El fallo de la Haya sobre los límites marítimos y el hecho de que el Perú haya cerrado todas sus fronteras de acuerdo al derecho internacional, es quizá la vacuna, la inmunización definitiva del país contra las tercianas nacionalistas. Durante los siglos XIX y XX, los diferendos territoriales no solo nos lanzaron a guerras, sino que se convirtieron en los pretextos ideales para caudillos y aventuras golpistas de guerrera y también de saco y corbata, que pisoteaban los débiles esfuerzos institucionales y mantenían la exclusión del mundo andino. Con el transcurso del tiempo, las consecuencias del fallo de La Haya en la política y en el espacio público se notarán al primer golpe de vista. Por ejemplo, quizá sea imposible que surjan propuestas como el programa primigenio del Partido Nacionalista o las ideas antiimperialistas del aprismo del siglo pasado. Semejantes idearios relativizaban la democracia y el mercado en nombre de la nación y el estado. Fórmulas de ese tipo podrían convertirse en curiosidades de museo, tal como sucedía en las sociedades occidentales antes de la crisis. El debate sobre la explotación de los recursos naturales también debería desarrollarse con otro humor. Barbaridades como dejar el gas de Camisea sin explotar por décadas debido a alucinaciones nacionalistas deberían de ser calificadas de patologías. Y, por el contrario, la posibilidad de venderle gas y energía eléctrica a Chile debería transformarse en un factor de cohesión nacional con el objeto de desarrollar el sur del país.

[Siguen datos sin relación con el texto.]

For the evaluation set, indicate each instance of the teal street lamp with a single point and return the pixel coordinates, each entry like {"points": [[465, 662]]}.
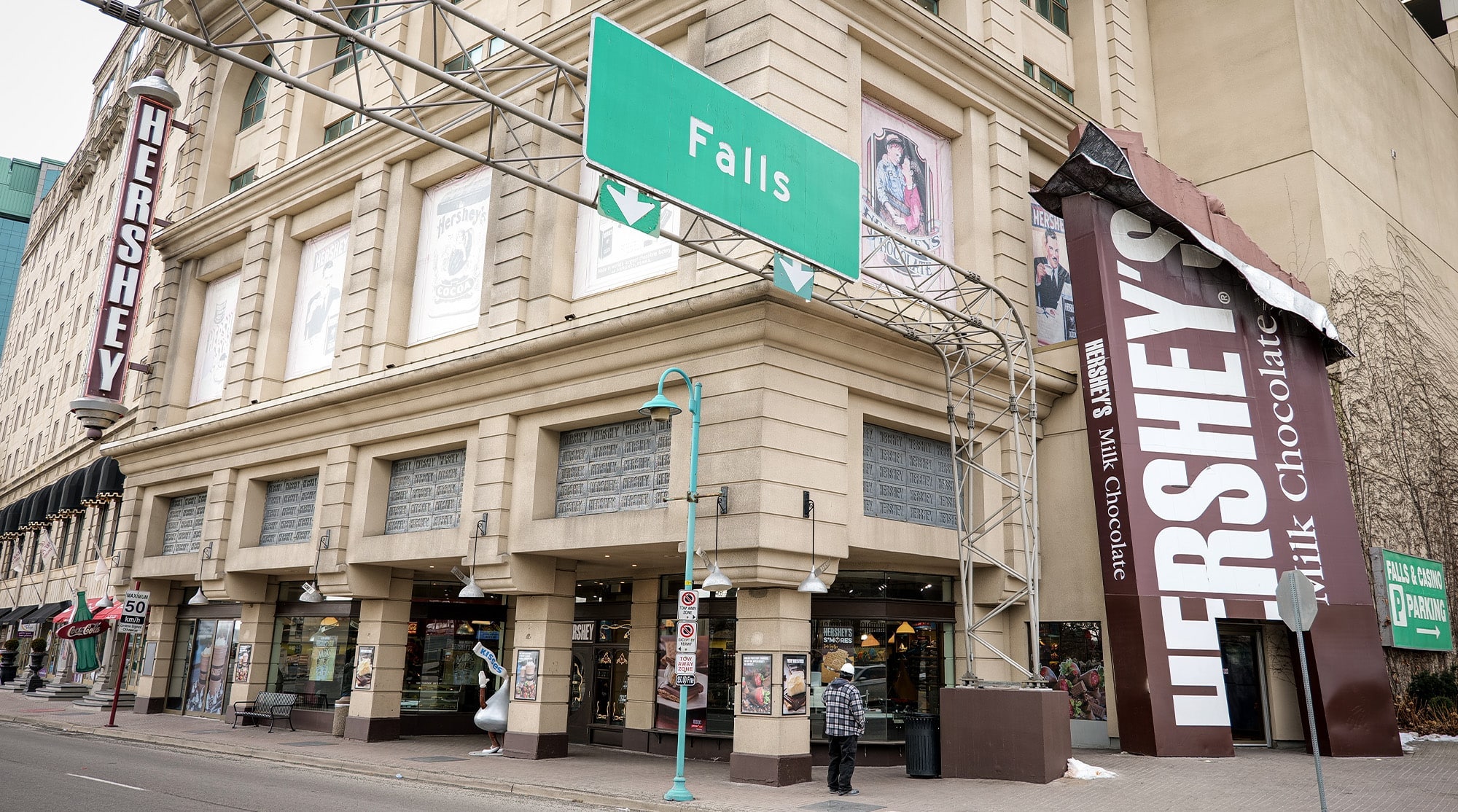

Las oportunidades de acuerdo político podrían multiplicarse en la medida que las recaídas nacionalistas se tornen remotas. Si la explotación de los recursos naturales y el papel de las empresas están liberados de los prejuicios chauvinistas, entonces, el consenso sobre el modelo económico se afianzará. En fin, la especulación permite el desborde optimista.
No debemos olvidar que, décadas atrás, una borrachera nacionalista hizo que el Perú desembocara en uno de los experimentos soviéticos nasseristas más audaces del entonces Tercer mundo: el velascato. El régimen militar con sus expropiaciones en nombre de “la nación” estatizó la propiedad y la inversión privada y el país se desbarrancó en los abismos. Tampoco debemos ignorar que los regímenes bolivarianos hoy ahogan las libertades políticas y económicas en nombre de “la nación” y en contra del demonio antiimperialista. Es importante, pues, recordar para entender el momento privilegiado del país.
Ahora el Perú crece, derrota la pobreza, la desigualdad y persiste en la democracia. En este contexto cierra sus fronteras y la droga nacionalista de los populismos y autoritarismos latinoamericanos se queda sin espacio luego del fallo de La Haya. Tremendo momento: democracia, crecimiento y paz. A lo largo de la tensa historia entre Perú y Chile siempre hubo halcones y palomas, fuerzas de inclusión y de exclusión, periodos de democracia y de dictadura, pero los proyectos integradores nunca funcionaron. El liberalismo siempre ha sostenido que la mayor fuerza integradora la historia ha sido el libre-comercio. Sucede que es la primera vez que las economías de mercado de Perú y de Chile se han compenetrado de tal manera que es imposible entrever un futuro sin la paz, sin el derecho internacional, sin comprar y vender entre sureños y norteños. ¡Que levante la mano quién no haya comprado en Saga o en Ripley!